Jerusalem, 22 July, 2024 (TPS) -- Israeli researchers unveiled a smart-tagging system to track and identify aerial drones in challenging conditions, such as urban environments, low-flight altitudes and extreme weather.
Traditionally, drone identification relies on radars, cameras, and transponders, with the latter providing real-time location updates in civilian contexts. However, these methods often falter in harsh conditions, such as limited visibility, crowded air traffic, and obstructive buildings that block satellite signals.
Reports of unauthorized drones entering restricted areas of airports have raised safety concerns. In 2017, Ben Gurion International Airport was forced to shut down its airspace, suspending all arrivals and departures for 15 minutes when a civilian drone entered a prohibited area. In 2015, an incoming airplane was forced to adjust its course to avoid a collision with a drone.

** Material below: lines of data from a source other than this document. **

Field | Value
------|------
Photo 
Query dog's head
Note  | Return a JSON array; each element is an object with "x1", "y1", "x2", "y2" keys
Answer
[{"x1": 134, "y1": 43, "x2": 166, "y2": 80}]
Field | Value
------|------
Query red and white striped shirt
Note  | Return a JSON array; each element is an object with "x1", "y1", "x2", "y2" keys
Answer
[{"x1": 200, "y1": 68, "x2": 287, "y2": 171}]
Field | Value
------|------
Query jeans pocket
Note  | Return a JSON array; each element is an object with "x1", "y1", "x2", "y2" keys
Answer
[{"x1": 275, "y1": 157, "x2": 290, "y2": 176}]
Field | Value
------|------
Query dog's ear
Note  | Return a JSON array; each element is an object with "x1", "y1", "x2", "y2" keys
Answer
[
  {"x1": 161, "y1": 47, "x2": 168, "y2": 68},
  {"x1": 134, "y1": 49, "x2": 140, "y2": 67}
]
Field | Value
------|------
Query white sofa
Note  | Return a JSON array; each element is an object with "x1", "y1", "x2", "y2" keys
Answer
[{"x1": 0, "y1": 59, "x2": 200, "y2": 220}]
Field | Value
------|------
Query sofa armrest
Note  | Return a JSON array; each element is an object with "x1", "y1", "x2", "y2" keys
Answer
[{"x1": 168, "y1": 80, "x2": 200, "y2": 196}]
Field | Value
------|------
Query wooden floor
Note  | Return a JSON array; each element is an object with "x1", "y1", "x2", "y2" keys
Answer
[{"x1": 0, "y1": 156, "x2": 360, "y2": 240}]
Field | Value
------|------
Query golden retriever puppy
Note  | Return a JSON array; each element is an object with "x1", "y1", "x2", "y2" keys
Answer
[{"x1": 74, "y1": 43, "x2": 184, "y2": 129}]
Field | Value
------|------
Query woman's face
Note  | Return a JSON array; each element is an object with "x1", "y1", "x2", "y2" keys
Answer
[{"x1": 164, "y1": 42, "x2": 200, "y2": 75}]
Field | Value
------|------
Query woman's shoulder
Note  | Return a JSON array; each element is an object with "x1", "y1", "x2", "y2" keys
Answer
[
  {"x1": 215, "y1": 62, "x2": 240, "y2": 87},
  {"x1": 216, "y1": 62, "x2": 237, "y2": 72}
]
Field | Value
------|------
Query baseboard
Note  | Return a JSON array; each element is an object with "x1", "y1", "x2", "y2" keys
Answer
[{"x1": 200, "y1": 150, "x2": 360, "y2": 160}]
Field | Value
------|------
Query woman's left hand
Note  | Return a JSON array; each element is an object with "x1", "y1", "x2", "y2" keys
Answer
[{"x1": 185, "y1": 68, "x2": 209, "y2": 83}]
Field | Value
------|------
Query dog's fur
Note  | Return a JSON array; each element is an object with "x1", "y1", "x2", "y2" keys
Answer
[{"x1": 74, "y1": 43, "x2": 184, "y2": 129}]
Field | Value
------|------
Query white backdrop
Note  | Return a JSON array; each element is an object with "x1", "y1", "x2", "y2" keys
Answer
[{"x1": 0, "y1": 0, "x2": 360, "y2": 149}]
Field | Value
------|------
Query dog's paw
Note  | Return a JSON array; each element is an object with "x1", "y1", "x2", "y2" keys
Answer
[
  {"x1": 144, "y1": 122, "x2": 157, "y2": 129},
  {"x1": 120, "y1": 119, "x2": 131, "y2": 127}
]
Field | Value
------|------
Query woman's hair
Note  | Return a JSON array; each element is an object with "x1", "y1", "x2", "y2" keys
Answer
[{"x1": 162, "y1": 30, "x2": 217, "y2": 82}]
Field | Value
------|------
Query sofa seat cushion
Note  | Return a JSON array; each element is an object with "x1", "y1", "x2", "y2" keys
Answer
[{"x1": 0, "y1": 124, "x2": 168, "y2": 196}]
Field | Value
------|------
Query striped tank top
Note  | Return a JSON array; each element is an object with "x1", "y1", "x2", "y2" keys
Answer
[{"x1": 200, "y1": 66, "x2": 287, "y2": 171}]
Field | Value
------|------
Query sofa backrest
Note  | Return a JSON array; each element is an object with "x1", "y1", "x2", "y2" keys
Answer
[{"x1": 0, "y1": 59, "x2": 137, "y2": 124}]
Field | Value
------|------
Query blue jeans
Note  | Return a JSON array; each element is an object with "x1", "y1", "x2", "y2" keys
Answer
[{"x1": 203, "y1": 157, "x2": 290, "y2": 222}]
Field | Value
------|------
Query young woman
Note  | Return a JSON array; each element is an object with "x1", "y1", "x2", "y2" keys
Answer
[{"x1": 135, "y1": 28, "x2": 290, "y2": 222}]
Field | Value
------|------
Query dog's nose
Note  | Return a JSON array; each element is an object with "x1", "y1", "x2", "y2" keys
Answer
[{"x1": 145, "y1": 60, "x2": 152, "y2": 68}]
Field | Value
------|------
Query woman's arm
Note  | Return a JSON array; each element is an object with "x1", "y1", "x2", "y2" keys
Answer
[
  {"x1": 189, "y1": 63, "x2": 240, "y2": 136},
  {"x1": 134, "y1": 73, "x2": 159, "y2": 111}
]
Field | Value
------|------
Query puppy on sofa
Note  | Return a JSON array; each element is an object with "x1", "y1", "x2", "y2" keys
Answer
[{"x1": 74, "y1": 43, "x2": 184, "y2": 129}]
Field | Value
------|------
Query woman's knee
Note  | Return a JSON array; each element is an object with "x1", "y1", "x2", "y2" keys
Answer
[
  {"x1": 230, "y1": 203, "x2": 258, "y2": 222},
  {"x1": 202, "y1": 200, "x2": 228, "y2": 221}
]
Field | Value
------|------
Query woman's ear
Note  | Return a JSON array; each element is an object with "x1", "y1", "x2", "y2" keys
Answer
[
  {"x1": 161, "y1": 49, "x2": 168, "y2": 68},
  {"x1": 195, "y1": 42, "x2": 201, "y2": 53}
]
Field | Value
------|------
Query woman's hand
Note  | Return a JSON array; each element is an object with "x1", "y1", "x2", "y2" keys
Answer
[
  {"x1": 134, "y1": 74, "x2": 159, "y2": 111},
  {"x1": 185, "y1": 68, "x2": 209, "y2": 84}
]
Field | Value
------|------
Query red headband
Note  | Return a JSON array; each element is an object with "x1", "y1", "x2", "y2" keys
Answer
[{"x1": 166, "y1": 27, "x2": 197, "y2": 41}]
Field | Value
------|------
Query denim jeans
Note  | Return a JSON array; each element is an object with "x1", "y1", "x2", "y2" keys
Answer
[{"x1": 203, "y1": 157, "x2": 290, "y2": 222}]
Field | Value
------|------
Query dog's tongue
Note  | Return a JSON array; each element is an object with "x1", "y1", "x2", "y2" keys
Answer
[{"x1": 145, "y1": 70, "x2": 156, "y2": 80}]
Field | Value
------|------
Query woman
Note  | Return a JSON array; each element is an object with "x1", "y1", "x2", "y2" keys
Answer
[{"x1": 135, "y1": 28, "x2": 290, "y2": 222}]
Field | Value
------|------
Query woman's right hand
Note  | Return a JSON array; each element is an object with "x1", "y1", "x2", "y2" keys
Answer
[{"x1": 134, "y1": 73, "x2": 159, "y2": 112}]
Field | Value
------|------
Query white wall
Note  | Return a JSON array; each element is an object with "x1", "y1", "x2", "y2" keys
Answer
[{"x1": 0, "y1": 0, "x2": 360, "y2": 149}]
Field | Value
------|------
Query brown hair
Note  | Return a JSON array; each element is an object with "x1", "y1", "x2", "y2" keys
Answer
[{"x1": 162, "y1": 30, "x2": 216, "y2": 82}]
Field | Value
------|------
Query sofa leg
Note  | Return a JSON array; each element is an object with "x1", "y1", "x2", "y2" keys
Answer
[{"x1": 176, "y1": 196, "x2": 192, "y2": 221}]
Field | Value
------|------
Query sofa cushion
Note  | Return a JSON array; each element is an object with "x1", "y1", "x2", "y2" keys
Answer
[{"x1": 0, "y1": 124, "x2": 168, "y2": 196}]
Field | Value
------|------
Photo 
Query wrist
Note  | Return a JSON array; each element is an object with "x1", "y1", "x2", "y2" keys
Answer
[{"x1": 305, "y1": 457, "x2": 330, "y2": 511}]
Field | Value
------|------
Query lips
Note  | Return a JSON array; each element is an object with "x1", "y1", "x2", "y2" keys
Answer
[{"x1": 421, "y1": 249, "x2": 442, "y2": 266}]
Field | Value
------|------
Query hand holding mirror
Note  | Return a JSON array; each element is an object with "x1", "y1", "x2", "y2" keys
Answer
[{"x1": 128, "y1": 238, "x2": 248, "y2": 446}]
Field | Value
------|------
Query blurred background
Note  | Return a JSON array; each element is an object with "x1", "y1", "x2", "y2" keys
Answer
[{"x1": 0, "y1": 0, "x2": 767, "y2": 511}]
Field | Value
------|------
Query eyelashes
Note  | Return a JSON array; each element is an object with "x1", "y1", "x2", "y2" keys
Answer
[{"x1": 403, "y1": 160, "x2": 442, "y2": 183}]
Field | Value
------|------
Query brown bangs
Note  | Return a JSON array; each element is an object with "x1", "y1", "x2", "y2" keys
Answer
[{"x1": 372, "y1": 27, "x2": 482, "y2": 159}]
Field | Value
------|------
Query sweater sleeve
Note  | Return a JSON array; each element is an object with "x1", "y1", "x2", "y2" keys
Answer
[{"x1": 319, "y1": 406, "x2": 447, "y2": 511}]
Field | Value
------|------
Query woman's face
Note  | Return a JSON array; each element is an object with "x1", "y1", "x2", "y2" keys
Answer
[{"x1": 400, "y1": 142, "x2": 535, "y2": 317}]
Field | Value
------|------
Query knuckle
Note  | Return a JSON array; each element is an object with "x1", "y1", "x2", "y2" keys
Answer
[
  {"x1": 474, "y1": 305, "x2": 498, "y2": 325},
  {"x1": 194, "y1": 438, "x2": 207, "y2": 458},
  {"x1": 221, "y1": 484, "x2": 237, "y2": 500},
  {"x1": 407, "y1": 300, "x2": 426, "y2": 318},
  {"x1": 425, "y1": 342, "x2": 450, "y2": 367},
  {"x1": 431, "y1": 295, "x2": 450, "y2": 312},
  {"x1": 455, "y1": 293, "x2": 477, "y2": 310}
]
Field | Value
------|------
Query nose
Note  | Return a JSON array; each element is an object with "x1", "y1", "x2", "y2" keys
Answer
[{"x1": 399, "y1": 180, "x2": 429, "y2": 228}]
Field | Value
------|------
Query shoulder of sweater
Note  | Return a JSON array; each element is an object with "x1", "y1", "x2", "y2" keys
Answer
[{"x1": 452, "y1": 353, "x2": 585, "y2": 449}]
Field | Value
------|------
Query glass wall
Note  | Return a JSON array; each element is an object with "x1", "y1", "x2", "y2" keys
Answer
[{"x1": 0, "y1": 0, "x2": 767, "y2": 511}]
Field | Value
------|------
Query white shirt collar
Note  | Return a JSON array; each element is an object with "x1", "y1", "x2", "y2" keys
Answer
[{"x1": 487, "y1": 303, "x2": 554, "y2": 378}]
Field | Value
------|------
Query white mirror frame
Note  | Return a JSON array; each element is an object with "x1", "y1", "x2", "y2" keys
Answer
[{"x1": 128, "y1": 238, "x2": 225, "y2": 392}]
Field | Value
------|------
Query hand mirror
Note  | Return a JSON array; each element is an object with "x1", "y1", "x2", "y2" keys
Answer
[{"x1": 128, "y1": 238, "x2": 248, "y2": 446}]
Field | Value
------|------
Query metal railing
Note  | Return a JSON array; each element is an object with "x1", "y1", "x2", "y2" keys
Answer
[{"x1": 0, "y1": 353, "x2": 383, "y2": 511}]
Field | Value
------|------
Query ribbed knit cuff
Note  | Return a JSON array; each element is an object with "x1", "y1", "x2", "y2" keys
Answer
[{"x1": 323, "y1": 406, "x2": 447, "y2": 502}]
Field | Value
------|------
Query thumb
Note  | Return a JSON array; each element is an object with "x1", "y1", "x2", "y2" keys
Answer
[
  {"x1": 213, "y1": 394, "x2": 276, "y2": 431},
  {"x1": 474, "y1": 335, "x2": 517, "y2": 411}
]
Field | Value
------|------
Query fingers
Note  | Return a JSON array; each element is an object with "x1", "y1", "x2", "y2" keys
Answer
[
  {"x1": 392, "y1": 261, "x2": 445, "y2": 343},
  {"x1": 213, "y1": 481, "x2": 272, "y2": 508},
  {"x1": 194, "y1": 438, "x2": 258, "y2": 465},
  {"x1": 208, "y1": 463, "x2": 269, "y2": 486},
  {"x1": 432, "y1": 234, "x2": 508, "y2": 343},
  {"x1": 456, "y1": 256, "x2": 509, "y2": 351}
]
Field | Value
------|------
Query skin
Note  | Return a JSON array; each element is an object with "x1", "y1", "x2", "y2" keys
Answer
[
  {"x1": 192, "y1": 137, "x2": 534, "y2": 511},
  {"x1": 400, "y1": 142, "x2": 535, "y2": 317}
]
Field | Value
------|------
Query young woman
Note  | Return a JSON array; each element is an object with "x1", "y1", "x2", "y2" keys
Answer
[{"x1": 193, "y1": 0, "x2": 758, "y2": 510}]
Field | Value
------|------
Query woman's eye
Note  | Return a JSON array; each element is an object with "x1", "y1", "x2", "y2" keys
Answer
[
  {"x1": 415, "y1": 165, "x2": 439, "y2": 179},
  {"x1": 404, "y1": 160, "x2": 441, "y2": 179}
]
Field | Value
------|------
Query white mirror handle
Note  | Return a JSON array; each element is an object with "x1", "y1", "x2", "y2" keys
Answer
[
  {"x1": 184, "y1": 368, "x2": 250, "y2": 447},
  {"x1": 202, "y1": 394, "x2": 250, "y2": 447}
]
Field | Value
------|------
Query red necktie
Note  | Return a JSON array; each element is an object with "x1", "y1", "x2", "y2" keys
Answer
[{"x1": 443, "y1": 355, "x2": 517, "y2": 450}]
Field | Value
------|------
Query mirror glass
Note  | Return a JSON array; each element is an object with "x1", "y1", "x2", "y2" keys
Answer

And the US Federal Aviation Administration reported in 2024 that it receives more than 100 such reports every month.
But new technology developed by Tel Aviv University aims to overcome these limitations by employing smart stickers and radar supported by an AI algorithm that classifies drones based on the electromagnetic radiation they scatter.
The smart-tagging technology was spearheaded by Ph.D. students Omer Tzidki and Dmytro Vovchuk under the guidance of Prof. Pavel Ginzburg.
“The simplest things often work best. This project leverages fundamental physical principles to reliably and accurately classify drones. The process of identifying any drone using radar is quite complex, so achieving the capability to identify specific drones is a significant accomplishment of which we are very proud,” said Ginzburg.
Tzidki explained that identifying drones becomes particularly critical in scenarios with no direct line of sight. The new system achieves identification through an electromagnetic representation of the drone’s “identity card.” This allows the radar to distinguish between drones with different IDs using electromagnetic tagging on the drone’s wings. The AI algorithm, built on a neural network, classifies drones as either friendly or hostile, operating successfully even in harsh conditions and reducing the risk of accidents.
Initial experiments were conducted under controlled laboratory conditions before progressing to external trials to simulate real-world scenarios.
Tzidki stressed the combination of electromagnetic techniques, AI algorithms, and innovative radar technology to yield optimal results.
“Mapping the airfield is critical for protecting the lives of soldiers and civilians. This project is important at all times, and especially crucial now,” he said.